Medicinal plant growers, forest officials should ally: Experts

Medicinal plant growers and forest officials in India must join hands to benefit the country's indigenous treatment systems, experts said Saturday.

New Delhi: Medicinal plant growers and forest officials in India must join hands to benefit the country's indigenous treatment systems, experts said Saturday.

The experts at a workshop held as part of the ongoing World Ayurveda Congress (WAC) in the capital emphasised that such give-and-take can happen only with the spread of administrative awareness that jungles are the primary source of medicinal herbs.

"As 90 percent of the country's herbal-cure products rely on plants found in forests, there is a need for maintaining the right balance between use of medicinal plants and their conservation in the jungles and cultivation in farmlands," said Nilanjan Sanyal, secretary in the Department of Ayush under the health ministry.

On integration between forest officials and medicinal plant growers, Sanyal said the integration of the work of the National Ayush Mission with Ayush as a whole would hugely benefit the nation.

However, he stressed the need for encouraging grassroots-level livelihood programmes for medicinal plant growers.

"We should also promote upkeep of the quality of herbs and standardise them so as to suit the general norms of medical practice," he said.

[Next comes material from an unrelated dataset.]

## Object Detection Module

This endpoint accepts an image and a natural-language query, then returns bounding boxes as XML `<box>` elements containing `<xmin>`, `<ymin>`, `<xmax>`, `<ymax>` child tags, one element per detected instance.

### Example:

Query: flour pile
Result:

A recent study by Ayush revealed that there was a high demand for 178 species of herbs used for treatment.

B.S. Sajwan, technical member with the National Green Tribunal, said: "All levels of forestry staff in the country must consider medicinal plants as a key segment of natural resources.

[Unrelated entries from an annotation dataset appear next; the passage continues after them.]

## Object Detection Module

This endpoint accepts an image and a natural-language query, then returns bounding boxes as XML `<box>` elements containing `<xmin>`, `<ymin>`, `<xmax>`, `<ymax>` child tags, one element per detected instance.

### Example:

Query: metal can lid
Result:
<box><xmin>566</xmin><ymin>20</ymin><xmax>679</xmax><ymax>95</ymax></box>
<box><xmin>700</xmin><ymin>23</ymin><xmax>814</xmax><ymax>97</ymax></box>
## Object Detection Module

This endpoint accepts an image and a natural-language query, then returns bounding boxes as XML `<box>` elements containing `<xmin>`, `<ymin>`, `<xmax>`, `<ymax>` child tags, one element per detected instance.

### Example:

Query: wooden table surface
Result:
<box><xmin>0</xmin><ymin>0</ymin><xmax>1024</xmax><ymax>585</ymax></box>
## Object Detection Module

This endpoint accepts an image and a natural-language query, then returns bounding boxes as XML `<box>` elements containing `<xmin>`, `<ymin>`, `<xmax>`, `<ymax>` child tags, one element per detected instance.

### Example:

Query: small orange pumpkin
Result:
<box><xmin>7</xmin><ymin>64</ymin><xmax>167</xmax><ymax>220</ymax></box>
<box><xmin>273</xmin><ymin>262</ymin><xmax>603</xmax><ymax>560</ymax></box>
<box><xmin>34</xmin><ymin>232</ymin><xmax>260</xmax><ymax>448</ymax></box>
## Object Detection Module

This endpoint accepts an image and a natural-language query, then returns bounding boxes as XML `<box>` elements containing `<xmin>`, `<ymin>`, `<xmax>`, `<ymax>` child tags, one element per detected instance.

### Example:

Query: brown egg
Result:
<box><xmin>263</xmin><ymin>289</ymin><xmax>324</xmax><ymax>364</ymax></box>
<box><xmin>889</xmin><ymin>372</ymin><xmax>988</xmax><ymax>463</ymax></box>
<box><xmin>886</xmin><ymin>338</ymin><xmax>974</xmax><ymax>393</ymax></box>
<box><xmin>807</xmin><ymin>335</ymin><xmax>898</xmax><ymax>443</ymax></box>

"While conserving biodiversity is essential, it should not be a dampener on the use of herbs that are vital to traditional medicines," he said.

He said there should be efforts to reduce the role of middlemen in local herbal markets.

R.K. Ved from the Foundation for Revitalisation of Local Health Traditions in Bangalore said more than 5,000 of the 6,560 Ayurveda plants were found in forests.

Meenakshi Negi, deputy CEO of the National Medicinal Plants Board, said forest officials should not confine their preservation mission to fauna and general flora.

"Medicinal plants occupy a special place in a health-promoting nation like India," she said.